The hope was that we wouldn't waste water overwatering with aboveground hose and the mulch might keep the ground cooler. The water for the tomato plants were from the automatic drip lines under the soil.

tomatoes in las vegas
I did not stake these tomato plants. I wanted them to sprawl over the tomato garden area and keep the roots cooler. The result was by June the tomato plants were covered with tomatoes and none of them had the blossum end rot! These tomato plants were slower at ripening than the cherry tomatoes on the patio but these tomatoes had full sized tomatoes!
growing tomatoes in las vegas

Those 4 tomato plants produced baskets of tomatoes, even when it was supposed to be too hot in Las Vegas for tomatoes to set fruit. The combination of deep trench composting, underground soaker dripline watering and thick layer of bark mulch definitely worked. These tomatoes were sweet, full of flavor and juicy. Nothing like the tasteless tomatoes from the store. We even put one tomato on our postage scale and took a picture of it because no one really expects to grow a 12 ounce tomato in Las Vegas.

basket tomatoes in las vegas

 

Sure some of our tomatoes from our tomato garden did have splits, but they still tasted great. And who knows, maybe next season will be even better. Why do I think that? Because when I pulled out those tomato plants after a frost in late November, there were worms in the hole, really big worms. Next season's patch might be a little bit bigger....only one cherry tomato on the patio for early salads....

tomatoes in las vegas

Trench Composting in Las Vegas

The best thing about trench composting is no smell. The Las Vegas area has quite a few housing associations that will not even allow compost piles perhaps due to odor issues or as a fire hazard since compost piles can heat up.

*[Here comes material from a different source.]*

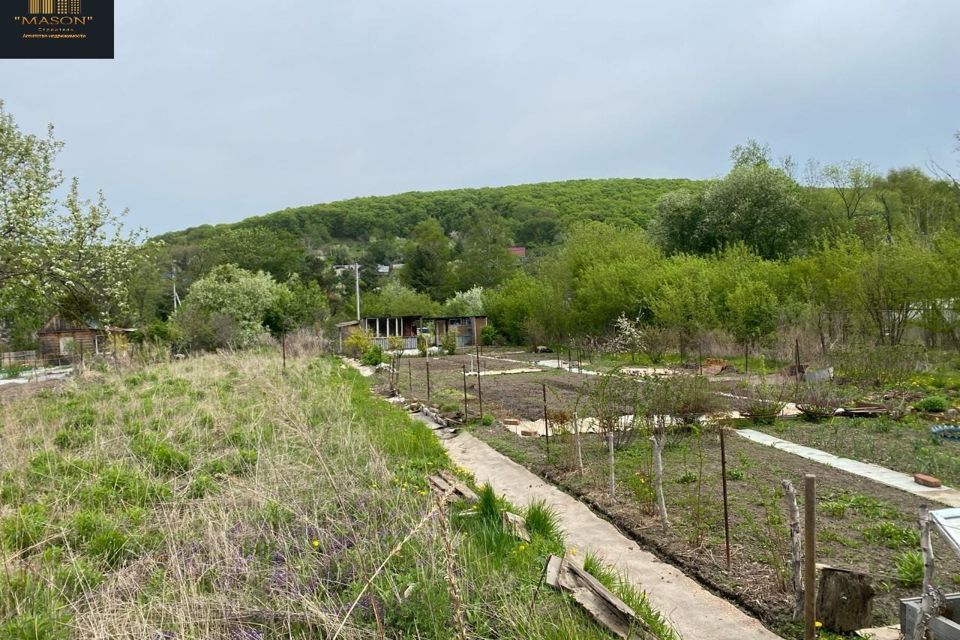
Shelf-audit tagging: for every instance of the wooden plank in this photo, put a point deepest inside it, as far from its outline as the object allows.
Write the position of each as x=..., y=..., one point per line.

When it comes to the kitchen scraps, I keep one of those airtight coffee canisters under my sink. So when I am trimming the ends off the stacks of celery or peeling potatoes, the canister is handy. I never put any meat scraps in my compost container. You will be surpised how much these kitchen scraps will accumulate in a week. You can be improving your soil insteading of adding more to the landfill every week. More benefits of living green.

A Garden Plan

If you rush headlong out to the garden department buying those pretty plants without making a plan you will make those stores very, very happy with the impluse shopping.

You might find yourself going 'Oh boy' and trying to remember just where you thought you were planting that one. Smarter move is to draw out a garden plan before you go shopping.